But Hudson didn’t exactly get the job done quickly. I got a number of texts saying simply “I’m scared” and after one guy said it for the third time, I had to tell him “go find your wife and ask her to hold you like you’re a 6-year-old little girl.”
He stopped texting me he was scared for some reason after that.
Meanwhile over on Twitter, I have volunteered that at key moments of sports games recently, when I would go get some ice cream to relieve my own stress, the team I was watching would start doing better. So when Rainey had thrown 7 pitches in a row that were called balls, I got more ice cream. It seemed to work too, as Hudson came in and got the last two outs of the inning. The Nats still led 5-3.

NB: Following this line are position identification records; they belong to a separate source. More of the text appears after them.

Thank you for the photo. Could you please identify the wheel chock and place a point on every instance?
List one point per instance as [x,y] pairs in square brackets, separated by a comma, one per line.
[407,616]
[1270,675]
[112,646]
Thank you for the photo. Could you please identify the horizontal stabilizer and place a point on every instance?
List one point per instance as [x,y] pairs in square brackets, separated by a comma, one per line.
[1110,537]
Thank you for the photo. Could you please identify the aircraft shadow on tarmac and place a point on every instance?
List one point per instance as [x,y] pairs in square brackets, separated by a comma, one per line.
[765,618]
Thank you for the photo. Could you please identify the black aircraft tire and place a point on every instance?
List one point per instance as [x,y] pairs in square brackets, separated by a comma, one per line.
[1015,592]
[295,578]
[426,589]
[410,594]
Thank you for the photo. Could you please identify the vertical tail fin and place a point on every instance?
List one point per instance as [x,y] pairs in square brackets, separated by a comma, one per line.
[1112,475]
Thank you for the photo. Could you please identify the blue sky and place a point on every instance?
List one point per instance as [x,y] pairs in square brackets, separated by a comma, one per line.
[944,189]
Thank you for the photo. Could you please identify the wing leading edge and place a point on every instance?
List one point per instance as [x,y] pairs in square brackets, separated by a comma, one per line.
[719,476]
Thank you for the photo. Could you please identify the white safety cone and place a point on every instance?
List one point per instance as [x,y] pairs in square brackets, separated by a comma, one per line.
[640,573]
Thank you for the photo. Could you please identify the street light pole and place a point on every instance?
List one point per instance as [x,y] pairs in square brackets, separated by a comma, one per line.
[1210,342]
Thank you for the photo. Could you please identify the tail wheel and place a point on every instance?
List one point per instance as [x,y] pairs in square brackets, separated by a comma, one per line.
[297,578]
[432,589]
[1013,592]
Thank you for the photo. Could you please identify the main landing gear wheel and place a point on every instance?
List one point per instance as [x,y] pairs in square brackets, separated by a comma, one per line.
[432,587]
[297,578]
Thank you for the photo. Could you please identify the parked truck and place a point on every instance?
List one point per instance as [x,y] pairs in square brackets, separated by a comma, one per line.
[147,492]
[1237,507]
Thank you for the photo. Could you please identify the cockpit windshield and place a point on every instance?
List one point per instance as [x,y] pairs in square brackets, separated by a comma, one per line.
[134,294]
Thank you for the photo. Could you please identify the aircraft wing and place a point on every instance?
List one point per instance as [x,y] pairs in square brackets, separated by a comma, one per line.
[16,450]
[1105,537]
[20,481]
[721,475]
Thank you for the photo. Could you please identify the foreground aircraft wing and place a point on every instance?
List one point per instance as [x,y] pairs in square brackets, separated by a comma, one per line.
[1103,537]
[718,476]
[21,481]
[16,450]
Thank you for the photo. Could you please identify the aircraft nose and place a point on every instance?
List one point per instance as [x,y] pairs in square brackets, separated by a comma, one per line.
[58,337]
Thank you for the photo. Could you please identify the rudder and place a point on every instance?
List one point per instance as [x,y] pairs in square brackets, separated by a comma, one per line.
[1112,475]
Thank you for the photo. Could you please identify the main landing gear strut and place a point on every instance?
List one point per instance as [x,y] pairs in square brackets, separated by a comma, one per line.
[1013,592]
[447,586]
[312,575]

But Hudson would falter in the 8th and give up the run that would make it 5-4. A dozen people on Twitter immediately treated me like a frozen version of the Chick-Fil-A cow, exhorting me to “Eat More Ice Cream.” If the stress of the game didn’t kill me, the dietary suggestions of my Twitter family certainly would.
Fortunately, my faith in Doolittle was well-founded. He got the three outs needed in the ninth. I was able to relax, exhale, and stop eating frozen dairy. I would then stay wide awake until about 2 AM, thinking about how the biggest World Series underdog in over a decade had just stunned the mighty Houston Astros, won game 1, and grabbed home field advantage for the rest of the Series.
All the Nats have to do now is play .500 ball the rest of the way. Then we can watch them hoist a trophy and ride in a parade one fine November day in DC.